Though they began the week with the cautious hope of answers, victims' groups left Rome with more demands than they started with.

 

When bishops' accountability did feature in discussion, it came wrapped in the language of "synodality" and "collegiality," while observers complained that those terms were nebulous, and their intended meaning hard to understand.

 

What few discernable policy proposals there were seemed, to many, little more than articulations of the principle that bishops should be responsible for holding each other accountable -- something widely noted to have been lacking in the case of the former cardinal and archbishop Theodore McCarrick.

 

Cardinal Blase Cupich, for example, re-debuted his so-called "metropolitan model" for bishop accountability, which he first proposed to US bishops in November.
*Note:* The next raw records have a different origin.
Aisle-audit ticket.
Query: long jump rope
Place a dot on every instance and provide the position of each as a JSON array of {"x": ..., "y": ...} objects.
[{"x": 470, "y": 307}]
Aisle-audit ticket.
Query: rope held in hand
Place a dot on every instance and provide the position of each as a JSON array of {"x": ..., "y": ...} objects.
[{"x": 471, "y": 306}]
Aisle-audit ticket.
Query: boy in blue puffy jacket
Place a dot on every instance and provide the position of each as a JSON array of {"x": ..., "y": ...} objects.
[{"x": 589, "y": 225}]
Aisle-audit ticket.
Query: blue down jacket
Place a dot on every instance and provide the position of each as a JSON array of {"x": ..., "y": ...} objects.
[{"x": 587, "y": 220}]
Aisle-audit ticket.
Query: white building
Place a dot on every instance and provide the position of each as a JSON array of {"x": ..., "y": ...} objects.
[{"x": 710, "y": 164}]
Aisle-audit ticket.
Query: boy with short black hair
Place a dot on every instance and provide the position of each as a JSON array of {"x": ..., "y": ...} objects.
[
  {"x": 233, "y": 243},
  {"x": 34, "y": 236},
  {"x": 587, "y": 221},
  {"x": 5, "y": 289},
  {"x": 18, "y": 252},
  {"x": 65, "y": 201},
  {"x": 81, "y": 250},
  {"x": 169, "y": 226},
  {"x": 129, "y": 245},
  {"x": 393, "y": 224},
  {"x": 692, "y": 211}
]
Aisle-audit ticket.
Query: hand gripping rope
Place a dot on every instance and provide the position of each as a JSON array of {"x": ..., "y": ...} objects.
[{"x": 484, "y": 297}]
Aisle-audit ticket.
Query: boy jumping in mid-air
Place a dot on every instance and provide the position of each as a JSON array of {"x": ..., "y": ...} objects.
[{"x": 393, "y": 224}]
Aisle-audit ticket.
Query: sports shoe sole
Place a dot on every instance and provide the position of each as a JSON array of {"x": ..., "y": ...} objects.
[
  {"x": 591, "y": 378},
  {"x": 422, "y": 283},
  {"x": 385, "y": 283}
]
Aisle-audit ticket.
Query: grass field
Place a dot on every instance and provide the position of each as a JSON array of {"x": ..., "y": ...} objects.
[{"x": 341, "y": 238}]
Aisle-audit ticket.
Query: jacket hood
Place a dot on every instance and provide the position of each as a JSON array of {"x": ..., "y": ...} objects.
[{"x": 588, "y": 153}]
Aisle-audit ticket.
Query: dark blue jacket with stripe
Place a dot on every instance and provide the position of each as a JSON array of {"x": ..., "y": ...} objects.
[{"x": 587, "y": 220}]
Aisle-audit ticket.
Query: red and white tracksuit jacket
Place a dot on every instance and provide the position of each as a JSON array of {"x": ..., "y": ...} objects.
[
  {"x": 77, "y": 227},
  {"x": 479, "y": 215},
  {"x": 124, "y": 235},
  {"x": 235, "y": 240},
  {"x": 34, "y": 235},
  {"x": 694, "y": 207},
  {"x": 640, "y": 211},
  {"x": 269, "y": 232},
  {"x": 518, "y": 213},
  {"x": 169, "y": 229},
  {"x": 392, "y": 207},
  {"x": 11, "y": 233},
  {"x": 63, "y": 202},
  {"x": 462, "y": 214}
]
Cupich offered the proposal as a way of providing mutual accountability among bishops and advancing the cause of "synodality."

 

Yet, he found himself facing immediate -- and clearly unwelcome -- questions about how his approach would have worked in the case of Theodore McCarrick, who was himself the metropolitan bishop for much of his ministry and supported by suffragan bishops who were at times themselves not above suspicion.

 

When pressed for details on how cases involving negligent bishops would be handled, Cardinals Sean O'Malley and Cupich pointed to Come una madre amorevole -- Pope Francis' 2016 motu proprio setting out legal mechanisms for reporting and handling complaints against bishops -- as existing policy for bishops' accountability that is only lacking application.

 

This, despite the pope himself walking back the proposal in August when he said the "so-called tribunal of inquiry on bishops" outlined in Come una madre amorevole had been abandoned because it "wasn't practical and it also wasn't convenient for the different cultures of the bishops that had to be judged."

 

The results

 

The Vatican sex abuse summit promised to give victims, Catholics, and journalists answers to their questions about the crisis of clerical sexual abuse and cover-up in the Church.

 

Instead, during the summit, organizers told them they could not even ask their questions.

 

Back in October, Scicluna told those losing trust in the Church's handling of abuse cases to be patient. At the end of the abuse summit, with more questions emerging than answers supplied, at least some journalists, victims, and Catholic are asking: "why is this all taking so long?"